The restaurant opened in what was once part of the ESPN Zone, which abruptly closed in the summer of 2010, and rendered the prime waterfront commercial space vacant for over a year.
Phillips restaurant grew from humble roots in Ocean City. It was opened as a carryout crab house in 1956 by Brice and Shirley Phillips, Steve Phillips’ parents, and has steadily expanded.
This spring, a “crab deck” will open outside on a floating dock where up to 100 patrons will be able to sit and pick crabs, Maryland style, under a canvas awning. Other steamed seafood specialties will also be available on the deck.
Fountain said Phillips was considering adding outdoor air conditioning vents to the deck in an attempt to keep patrons from wilting under Baltimore’s sultry summer heat.

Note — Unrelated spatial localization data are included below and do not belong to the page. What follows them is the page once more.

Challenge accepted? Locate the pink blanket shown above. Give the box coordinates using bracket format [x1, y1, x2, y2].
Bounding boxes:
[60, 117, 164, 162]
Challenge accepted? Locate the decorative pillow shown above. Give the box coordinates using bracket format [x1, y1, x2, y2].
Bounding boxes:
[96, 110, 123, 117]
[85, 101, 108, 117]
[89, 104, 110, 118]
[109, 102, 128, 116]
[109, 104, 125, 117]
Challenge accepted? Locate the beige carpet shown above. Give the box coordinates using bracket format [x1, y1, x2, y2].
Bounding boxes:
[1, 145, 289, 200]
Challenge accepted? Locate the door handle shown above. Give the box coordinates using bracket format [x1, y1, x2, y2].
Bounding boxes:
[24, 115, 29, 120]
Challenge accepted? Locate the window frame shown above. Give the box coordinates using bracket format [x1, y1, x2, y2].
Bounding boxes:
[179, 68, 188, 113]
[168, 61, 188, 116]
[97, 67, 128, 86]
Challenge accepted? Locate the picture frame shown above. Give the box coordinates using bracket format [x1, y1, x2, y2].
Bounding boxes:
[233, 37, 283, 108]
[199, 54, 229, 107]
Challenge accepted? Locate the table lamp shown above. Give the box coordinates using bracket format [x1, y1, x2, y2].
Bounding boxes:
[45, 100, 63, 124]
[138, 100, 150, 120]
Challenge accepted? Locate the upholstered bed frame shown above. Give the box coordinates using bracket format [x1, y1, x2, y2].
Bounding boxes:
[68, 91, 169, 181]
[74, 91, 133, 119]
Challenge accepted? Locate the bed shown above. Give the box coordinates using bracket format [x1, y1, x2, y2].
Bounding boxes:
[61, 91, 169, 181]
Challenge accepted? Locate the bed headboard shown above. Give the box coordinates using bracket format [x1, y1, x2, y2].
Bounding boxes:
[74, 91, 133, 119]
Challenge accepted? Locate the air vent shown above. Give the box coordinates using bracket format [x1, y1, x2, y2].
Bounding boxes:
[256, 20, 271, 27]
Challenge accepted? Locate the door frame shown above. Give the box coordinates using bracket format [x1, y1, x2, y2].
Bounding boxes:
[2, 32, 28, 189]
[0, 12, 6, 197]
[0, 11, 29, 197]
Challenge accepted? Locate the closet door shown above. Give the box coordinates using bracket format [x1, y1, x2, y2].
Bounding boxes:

“We are trying to recreate an old fashioned Eastern Shore crab deck where people can sit or walk up and carry out,” Fountain said. “We want to make this place a flagship restaurant going forward. This is where we want to be our new proving ground.”
Phillips said the crab deck was one of the business opportunities not available at the Harborplace location.
Among the items on the lunch menu are Phillips crab cakes, which cost $34 for a large platter of two, steak and shrimp for $22, Marvesta shrimp and polenta for $15 and oysters on the half-shell for $2 each.
Dinner menu items include a pork chop for $23, fried stuff shrimp for $22 and jumbo sea scallops for $29. The executive chef is Todd Weisz.
“Customers have been saying they like the fresh take on the menu,” Fountain said.